Na manhã de 13 de março, ações bancárias – não apenas nos EUA e não apenas nos bancos regionais, mas em todo o mundo – caíram rapidamente após o colapso dos bancos regionais norte-americanos, SVB Financial e Signature no fim de semana. O que causou seu colapso e há implicações mais amplas?

Uma das coisas que desencadeou o colapso do Silicon Valley Bank (SVB) foi o aumento ininterrupto das taxas de juros. No período de juros ultrabaixos (política adotada para lidar com a recessão de 2008), os bancos tomaram empréstimos massivos por meio da compra de títulos públicos com garantia.

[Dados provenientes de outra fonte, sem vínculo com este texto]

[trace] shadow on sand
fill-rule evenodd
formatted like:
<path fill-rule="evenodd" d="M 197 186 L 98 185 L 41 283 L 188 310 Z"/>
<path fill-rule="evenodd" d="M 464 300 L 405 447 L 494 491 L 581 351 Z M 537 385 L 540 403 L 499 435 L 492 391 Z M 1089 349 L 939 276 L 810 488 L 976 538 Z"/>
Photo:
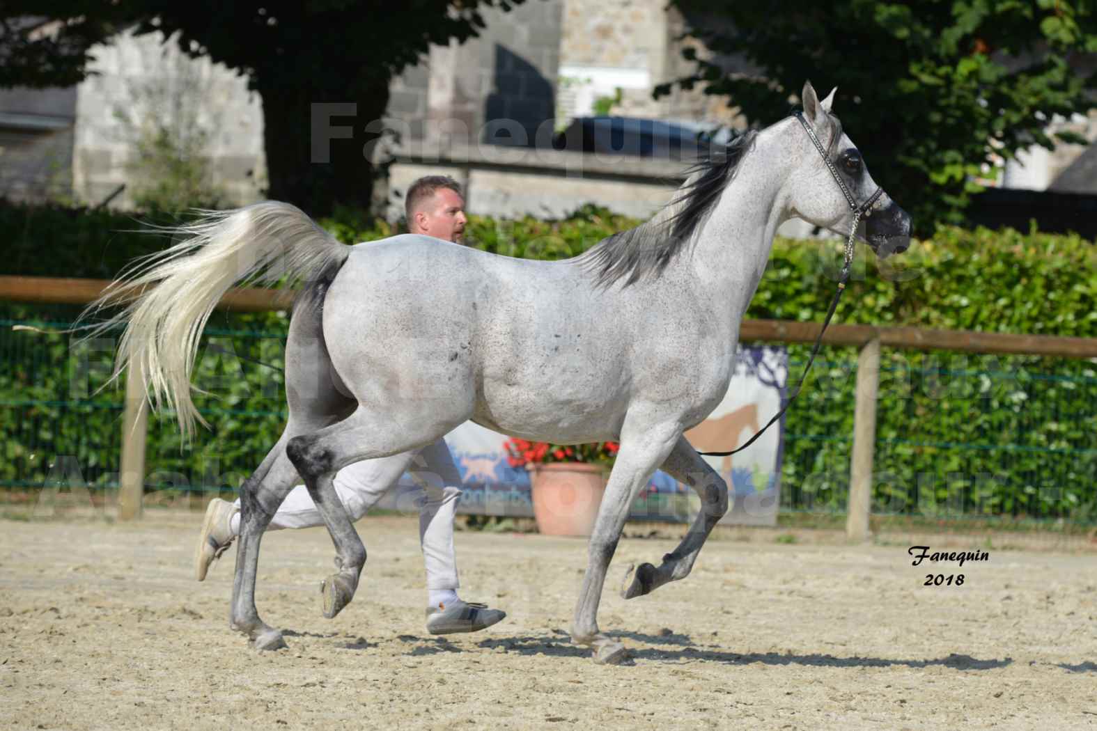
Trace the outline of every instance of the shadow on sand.
<path fill-rule="evenodd" d="M 847 658 L 833 654 L 794 654 L 779 652 L 727 652 L 725 650 L 713 649 L 712 646 L 698 647 L 687 635 L 644 635 L 642 632 L 607 632 L 608 636 L 619 640 L 631 640 L 632 643 L 645 644 L 648 647 L 629 648 L 629 654 L 633 660 L 651 660 L 655 662 L 682 663 L 690 661 L 720 662 L 728 665 L 749 665 L 760 662 L 765 665 L 807 665 L 816 667 L 889 667 L 892 665 L 903 667 L 930 667 L 940 665 L 954 670 L 995 670 L 1006 667 L 1014 663 L 1013 658 L 1002 660 L 980 660 L 968 654 L 950 653 L 946 658 L 932 660 L 898 660 L 890 658 L 862 658 L 851 655 Z M 415 647 L 408 653 L 412 656 L 432 655 L 441 652 L 462 652 L 460 644 L 454 644 L 445 638 L 417 637 L 415 635 L 400 635 L 396 638 L 400 642 Z M 655 647 L 652 647 L 655 646 Z M 347 643 L 343 647 L 350 650 L 369 650 L 376 647 L 376 643 L 355 642 Z M 544 635 L 522 635 L 514 637 L 489 638 L 476 642 L 476 647 L 484 650 L 496 650 L 502 648 L 504 652 L 516 652 L 523 655 L 546 655 L 550 658 L 590 658 L 588 648 L 572 644 L 567 633 L 562 630 L 554 630 Z M 1086 662 L 1081 665 L 1060 665 L 1061 667 L 1075 672 L 1097 671 L 1097 664 Z"/>

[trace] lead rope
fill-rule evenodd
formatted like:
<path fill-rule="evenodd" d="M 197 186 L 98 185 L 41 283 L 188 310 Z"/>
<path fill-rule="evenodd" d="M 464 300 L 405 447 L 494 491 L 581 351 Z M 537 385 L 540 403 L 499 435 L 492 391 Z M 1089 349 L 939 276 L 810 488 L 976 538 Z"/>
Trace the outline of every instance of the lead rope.
<path fill-rule="evenodd" d="M 699 452 L 698 454 L 702 457 L 730 457 L 737 452 L 743 452 L 754 444 L 767 429 L 772 426 L 773 422 L 783 416 L 784 412 L 788 411 L 790 406 L 792 406 L 795 398 L 800 396 L 800 388 L 804 385 L 804 379 L 807 378 L 807 372 L 812 369 L 815 356 L 818 355 L 819 346 L 823 344 L 823 334 L 826 332 L 827 325 L 830 324 L 830 318 L 834 317 L 834 311 L 838 307 L 838 300 L 841 298 L 841 293 L 846 292 L 846 282 L 849 281 L 849 272 L 853 264 L 853 243 L 857 238 L 857 227 L 861 222 L 861 216 L 871 215 L 872 206 L 875 205 L 877 201 L 880 199 L 880 195 L 883 193 L 883 189 L 877 187 L 877 192 L 873 193 L 868 201 L 860 206 L 857 205 L 857 202 L 853 199 L 853 195 L 849 192 L 849 189 L 846 187 L 846 183 L 841 180 L 838 171 L 835 170 L 834 163 L 830 162 L 830 158 L 826 155 L 826 150 L 823 149 L 823 144 L 819 142 L 818 137 L 815 136 L 815 130 L 812 129 L 811 125 L 807 124 L 807 121 L 804 119 L 803 114 L 796 112 L 795 117 L 800 119 L 800 124 L 802 124 L 804 129 L 807 132 L 807 136 L 812 138 L 812 142 L 815 144 L 815 149 L 818 150 L 818 153 L 823 157 L 823 162 L 826 163 L 830 174 L 834 175 L 835 182 L 838 183 L 838 187 L 841 189 L 842 195 L 846 196 L 846 203 L 849 204 L 849 209 L 853 212 L 853 221 L 849 226 L 849 237 L 846 239 L 846 251 L 841 266 L 841 275 L 838 277 L 838 289 L 834 293 L 834 297 L 830 299 L 830 307 L 827 308 L 826 318 L 823 320 L 823 329 L 819 330 L 819 334 L 815 338 L 815 345 L 812 347 L 812 354 L 807 358 L 807 365 L 804 367 L 804 372 L 800 375 L 800 380 L 798 380 L 796 385 L 792 387 L 792 395 L 784 401 L 784 406 L 781 407 L 781 410 L 778 411 L 772 419 L 766 422 L 766 425 L 758 430 L 754 436 L 747 439 L 747 443 L 743 446 L 732 449 L 731 452 Z"/>

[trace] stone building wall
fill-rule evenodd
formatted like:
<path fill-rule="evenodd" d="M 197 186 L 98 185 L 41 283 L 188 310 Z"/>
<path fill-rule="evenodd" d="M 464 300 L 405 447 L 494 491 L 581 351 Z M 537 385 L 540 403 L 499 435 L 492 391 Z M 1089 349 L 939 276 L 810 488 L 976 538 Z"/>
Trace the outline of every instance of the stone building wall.
<path fill-rule="evenodd" d="M 76 89 L 0 90 L 0 197 L 71 196 L 75 116 Z"/>
<path fill-rule="evenodd" d="M 212 184 L 234 204 L 251 203 L 265 186 L 262 106 L 247 80 L 207 58 L 192 59 L 159 34 L 128 33 L 97 46 L 77 88 L 72 178 L 76 195 L 99 203 L 122 183 L 112 206 L 133 205 L 135 130 L 120 116 L 176 119 L 210 133 L 205 157 Z"/>
<path fill-rule="evenodd" d="M 700 90 L 674 89 L 652 99 L 655 87 L 692 70 L 681 57 L 679 41 L 686 24 L 664 0 L 565 0 L 561 34 L 562 104 L 558 116 L 592 113 L 597 98 L 621 101 L 612 114 L 703 123 L 731 123 L 734 114 L 723 100 Z M 558 121 L 564 124 L 564 121 Z"/>

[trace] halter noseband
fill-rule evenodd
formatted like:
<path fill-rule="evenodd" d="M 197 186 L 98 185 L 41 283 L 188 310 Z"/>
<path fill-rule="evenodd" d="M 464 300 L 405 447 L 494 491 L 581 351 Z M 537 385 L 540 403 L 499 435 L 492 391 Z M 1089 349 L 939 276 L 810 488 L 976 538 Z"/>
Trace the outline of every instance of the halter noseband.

Ao contrário do investidor cripto falido, o FTX, o SVB não estava jogando com o dinheiro de seus depositantes. Ele estava investindo o dinheiro de seus depositantes de uma maneira que era vista como o exemplo de responsabilidade 18 meses atrás: títulos do governo dos EUA. Mas quando o Federal Reserve (Fed) começou a aumentar as taxas de juros, o valor dos títulos caiu (já que títulos com juros mais altos agora podiam ser obtidos no mercado aberto).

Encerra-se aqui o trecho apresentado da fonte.